My instructions at discharge included having to make an appointment with my GP’s nurses to have the staples removed 10 days after my operation. That actually fell on Sunday so they went for the following Monday. I was presented with a carrier bag full of supplies including replacement wound dressings, a couple of replacement catheter leg bags and a dozen overnight extension bags for the catheter. The latter seemed very wasteful, being one use only – you have to destroy each one to empty it. We decided not to put them in with our recycling!
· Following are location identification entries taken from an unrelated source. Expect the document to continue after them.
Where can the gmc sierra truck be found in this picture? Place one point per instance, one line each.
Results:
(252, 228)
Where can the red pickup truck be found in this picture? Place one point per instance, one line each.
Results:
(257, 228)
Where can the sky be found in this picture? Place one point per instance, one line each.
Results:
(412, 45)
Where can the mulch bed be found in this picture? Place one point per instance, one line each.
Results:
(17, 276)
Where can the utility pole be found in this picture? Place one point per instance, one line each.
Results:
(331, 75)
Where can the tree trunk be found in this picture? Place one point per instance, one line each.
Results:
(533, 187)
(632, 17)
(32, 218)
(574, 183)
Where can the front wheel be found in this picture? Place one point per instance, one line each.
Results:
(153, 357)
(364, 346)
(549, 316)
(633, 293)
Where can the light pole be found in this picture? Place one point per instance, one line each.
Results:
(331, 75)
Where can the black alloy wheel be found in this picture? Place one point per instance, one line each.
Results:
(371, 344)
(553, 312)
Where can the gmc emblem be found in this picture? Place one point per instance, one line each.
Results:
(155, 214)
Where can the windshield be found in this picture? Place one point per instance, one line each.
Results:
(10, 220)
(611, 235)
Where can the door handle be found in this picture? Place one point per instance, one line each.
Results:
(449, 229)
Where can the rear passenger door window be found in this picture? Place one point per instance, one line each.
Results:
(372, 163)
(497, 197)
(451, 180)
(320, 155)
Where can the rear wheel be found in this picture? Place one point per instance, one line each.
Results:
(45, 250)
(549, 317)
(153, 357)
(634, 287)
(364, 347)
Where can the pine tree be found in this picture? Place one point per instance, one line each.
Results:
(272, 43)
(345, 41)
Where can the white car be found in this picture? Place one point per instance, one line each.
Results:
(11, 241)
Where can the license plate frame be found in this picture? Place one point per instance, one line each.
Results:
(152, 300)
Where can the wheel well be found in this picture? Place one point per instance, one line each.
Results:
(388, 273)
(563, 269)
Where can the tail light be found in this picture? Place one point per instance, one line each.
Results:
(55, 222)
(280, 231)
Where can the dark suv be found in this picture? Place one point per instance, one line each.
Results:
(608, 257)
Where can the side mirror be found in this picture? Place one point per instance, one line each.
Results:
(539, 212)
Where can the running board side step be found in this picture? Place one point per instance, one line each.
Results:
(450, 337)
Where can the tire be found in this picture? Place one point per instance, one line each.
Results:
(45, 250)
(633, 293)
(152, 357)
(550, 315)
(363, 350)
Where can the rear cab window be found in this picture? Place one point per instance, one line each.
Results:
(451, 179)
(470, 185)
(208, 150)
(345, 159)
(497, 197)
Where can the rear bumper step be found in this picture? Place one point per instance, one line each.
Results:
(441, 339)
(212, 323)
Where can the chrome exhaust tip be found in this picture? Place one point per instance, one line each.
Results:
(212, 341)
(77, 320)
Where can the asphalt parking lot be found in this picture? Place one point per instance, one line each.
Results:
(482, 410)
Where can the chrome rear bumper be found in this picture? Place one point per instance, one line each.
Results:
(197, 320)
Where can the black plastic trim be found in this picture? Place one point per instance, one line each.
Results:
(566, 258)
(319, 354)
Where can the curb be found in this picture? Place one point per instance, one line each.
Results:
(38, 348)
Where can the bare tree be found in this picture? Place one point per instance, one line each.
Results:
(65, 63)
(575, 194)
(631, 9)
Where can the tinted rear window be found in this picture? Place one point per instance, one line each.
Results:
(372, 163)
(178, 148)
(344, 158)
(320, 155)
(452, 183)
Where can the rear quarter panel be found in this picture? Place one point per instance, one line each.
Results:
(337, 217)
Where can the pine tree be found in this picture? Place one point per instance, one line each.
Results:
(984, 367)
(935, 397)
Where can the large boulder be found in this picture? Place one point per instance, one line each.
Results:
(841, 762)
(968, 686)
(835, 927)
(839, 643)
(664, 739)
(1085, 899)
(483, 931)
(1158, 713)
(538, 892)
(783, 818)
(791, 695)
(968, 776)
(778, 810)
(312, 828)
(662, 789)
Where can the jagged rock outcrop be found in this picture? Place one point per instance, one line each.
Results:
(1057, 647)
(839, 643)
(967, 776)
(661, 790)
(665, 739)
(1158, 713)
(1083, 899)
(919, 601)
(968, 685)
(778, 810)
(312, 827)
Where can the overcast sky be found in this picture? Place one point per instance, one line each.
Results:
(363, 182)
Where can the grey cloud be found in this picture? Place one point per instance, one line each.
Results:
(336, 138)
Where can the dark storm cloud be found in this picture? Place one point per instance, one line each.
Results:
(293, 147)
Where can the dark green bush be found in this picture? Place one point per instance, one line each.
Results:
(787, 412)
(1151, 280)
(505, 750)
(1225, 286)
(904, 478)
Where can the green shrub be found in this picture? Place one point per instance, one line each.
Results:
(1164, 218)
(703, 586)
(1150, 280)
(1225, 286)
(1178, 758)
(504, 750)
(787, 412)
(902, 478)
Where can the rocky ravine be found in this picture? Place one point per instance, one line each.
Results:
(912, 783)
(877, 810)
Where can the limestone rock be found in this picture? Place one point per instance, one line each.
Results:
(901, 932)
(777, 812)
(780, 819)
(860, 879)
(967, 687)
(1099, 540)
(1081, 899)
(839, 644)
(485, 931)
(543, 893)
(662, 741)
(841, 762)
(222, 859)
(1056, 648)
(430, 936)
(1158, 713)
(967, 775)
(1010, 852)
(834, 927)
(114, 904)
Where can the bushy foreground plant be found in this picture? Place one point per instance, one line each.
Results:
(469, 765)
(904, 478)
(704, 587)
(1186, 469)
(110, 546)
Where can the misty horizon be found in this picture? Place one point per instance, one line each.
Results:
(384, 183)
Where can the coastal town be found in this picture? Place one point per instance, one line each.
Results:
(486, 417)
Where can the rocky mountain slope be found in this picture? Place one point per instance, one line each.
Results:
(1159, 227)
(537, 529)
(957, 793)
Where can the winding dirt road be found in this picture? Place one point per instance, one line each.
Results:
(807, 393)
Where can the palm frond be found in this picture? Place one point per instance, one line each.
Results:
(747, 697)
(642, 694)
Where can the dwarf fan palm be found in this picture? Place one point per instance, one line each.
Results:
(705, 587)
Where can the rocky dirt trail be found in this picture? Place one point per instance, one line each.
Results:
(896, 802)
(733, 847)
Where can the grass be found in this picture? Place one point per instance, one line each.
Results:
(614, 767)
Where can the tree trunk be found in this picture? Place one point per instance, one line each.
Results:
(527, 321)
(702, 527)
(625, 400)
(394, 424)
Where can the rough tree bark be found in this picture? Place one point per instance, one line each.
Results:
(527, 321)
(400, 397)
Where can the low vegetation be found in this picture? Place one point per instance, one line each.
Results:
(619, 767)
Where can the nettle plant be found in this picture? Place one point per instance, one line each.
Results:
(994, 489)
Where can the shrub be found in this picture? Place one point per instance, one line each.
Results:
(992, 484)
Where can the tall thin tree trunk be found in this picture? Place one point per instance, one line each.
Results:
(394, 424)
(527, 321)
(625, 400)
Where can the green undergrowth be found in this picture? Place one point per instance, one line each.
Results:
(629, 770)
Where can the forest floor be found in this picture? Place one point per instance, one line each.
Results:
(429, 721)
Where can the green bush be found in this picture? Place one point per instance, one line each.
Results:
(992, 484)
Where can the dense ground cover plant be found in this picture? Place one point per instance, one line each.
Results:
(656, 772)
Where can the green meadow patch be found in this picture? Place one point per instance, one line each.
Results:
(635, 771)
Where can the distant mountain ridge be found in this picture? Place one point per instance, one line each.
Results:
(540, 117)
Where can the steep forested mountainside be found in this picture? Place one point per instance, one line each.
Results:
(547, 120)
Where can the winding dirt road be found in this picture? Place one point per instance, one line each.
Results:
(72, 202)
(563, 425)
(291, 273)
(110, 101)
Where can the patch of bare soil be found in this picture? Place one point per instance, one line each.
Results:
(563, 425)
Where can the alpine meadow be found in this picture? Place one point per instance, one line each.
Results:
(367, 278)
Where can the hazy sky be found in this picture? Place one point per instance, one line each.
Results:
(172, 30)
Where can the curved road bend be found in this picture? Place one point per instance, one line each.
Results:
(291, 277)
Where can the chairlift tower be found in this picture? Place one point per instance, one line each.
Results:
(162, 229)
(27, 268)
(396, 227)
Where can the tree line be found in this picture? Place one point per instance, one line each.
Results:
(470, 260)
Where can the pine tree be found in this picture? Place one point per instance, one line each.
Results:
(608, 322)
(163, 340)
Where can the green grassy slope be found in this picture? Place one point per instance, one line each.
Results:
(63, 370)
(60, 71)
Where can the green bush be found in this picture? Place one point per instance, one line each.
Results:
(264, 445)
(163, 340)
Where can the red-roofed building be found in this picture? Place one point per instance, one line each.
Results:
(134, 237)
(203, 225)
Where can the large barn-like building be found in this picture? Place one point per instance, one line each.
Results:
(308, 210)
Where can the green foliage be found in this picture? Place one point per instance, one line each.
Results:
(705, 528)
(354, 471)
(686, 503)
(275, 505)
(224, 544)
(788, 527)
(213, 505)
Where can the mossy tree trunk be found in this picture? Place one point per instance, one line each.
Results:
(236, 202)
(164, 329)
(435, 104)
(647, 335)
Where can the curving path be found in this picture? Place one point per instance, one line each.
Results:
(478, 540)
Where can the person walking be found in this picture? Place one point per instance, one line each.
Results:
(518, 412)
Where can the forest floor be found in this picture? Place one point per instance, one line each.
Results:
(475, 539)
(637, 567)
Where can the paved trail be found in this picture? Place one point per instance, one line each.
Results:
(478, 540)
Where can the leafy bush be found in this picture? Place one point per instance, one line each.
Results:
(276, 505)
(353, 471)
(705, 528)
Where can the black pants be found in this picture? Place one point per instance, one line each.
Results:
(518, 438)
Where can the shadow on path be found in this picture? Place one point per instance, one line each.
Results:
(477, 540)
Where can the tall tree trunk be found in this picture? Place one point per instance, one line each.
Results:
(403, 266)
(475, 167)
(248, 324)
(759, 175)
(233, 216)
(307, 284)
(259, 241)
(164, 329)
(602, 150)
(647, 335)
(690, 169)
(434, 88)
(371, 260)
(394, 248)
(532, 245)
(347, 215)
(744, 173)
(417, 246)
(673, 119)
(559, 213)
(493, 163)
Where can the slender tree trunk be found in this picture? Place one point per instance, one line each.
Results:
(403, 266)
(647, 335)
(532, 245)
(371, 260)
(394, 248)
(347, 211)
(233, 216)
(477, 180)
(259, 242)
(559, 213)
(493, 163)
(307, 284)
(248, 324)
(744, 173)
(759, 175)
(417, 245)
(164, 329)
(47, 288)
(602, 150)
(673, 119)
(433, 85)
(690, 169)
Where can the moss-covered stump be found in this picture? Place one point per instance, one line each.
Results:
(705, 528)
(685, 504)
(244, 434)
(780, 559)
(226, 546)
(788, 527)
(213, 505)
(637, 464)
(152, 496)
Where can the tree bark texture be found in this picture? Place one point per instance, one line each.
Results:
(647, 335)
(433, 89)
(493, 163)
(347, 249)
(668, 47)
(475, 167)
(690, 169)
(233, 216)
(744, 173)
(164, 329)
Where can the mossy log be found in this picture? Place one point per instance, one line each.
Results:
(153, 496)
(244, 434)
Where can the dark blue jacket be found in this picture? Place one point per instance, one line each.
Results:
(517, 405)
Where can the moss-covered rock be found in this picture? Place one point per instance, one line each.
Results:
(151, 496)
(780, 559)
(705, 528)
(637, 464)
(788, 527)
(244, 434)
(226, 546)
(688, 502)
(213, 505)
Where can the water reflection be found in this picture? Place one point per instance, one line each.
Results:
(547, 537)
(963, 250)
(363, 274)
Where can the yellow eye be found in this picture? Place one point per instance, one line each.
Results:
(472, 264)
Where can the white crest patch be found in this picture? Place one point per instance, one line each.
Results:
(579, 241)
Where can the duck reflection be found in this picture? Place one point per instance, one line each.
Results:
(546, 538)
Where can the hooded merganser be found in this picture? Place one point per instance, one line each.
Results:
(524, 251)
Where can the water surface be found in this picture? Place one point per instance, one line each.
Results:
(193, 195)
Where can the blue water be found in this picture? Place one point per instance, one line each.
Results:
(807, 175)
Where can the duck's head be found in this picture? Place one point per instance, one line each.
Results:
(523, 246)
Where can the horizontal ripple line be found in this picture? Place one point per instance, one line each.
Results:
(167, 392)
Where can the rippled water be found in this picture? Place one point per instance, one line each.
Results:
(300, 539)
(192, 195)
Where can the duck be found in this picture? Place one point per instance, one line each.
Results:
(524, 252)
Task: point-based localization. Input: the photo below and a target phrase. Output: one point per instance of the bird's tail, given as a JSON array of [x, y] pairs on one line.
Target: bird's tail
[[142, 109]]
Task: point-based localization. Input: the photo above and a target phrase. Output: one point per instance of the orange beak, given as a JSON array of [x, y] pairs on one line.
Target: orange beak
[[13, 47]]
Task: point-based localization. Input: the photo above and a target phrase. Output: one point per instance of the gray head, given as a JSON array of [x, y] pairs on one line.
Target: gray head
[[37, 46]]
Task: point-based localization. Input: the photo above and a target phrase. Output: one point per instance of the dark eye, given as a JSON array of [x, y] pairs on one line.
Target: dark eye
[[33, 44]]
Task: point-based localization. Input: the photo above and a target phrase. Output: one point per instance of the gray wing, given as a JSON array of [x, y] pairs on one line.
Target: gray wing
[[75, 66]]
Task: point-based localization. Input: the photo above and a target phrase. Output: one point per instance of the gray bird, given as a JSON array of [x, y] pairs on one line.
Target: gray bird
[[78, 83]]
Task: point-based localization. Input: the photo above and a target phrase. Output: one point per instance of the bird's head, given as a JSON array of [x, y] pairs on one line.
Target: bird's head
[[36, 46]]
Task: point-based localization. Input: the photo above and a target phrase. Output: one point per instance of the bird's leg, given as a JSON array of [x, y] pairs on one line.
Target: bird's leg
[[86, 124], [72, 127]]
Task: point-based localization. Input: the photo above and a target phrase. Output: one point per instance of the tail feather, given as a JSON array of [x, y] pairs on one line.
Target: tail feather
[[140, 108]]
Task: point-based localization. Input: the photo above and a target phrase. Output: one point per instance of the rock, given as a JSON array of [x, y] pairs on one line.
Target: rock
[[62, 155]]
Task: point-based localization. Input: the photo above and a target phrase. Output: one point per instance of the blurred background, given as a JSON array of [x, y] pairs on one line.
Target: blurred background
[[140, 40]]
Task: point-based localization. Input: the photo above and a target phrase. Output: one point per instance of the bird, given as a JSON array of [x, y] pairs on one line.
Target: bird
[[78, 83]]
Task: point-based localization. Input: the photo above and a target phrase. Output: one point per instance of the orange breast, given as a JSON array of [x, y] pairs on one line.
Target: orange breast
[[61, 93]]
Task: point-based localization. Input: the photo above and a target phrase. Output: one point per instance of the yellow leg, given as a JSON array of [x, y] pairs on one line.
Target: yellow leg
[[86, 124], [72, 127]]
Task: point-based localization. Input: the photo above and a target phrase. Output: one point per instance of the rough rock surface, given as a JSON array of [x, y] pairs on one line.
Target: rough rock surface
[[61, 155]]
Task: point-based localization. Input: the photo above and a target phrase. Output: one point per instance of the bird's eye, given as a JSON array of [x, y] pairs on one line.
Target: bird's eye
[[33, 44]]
I was particularly intrigued when they also presented me with a pre-packaged staple removal tool to give to my practice nurse. I should have snapped a picture of it but here’s one I filched from the Internet. When Carol called in to make my appointment, the receptionist checked that I had the removal tool so this is clearly a well-trodden path.
Yesterday I lay on the nurses couch at our GP surgery holding a receptacle – the packaging from my removal tool – for the nurse to dump the discarded staples into while she went to work getting them out of me. “What have you had done?”, she asked, conversationally.
“A radical prostatectomy”, I replied.
“Oh”, she mused, and then tentatively ventured, “they usually do that through the willy.”
Arghhhh! How the hell would they get it out that way?
[Aside: I personally absolutely detest, loathe, hate that word “willy”. 😡 It makes me cringe. It’s a limp, woolly word reminiscent of Victorian mothers flushing with embarrassment over what to call the more intimate parts of their little angel’s anatomy. Why are Brits so prissy? I was hugely disappointed to notice that it seems to have become the standard term for medical personnel to use; the general nurses use it, the specialist urology nurse used it, even the surgeon used it when describing how to perform pelvic floor exercises. I expected more from medical professionals. It’s got a perfectly inoffensive name for Darwin’s sake, it’s a penis. It’s not embarrassing. Why should the correct term be so difficult to use? Failing that, I’d prefer any of the many and varied standard slang terms over … no, I can’t say it!]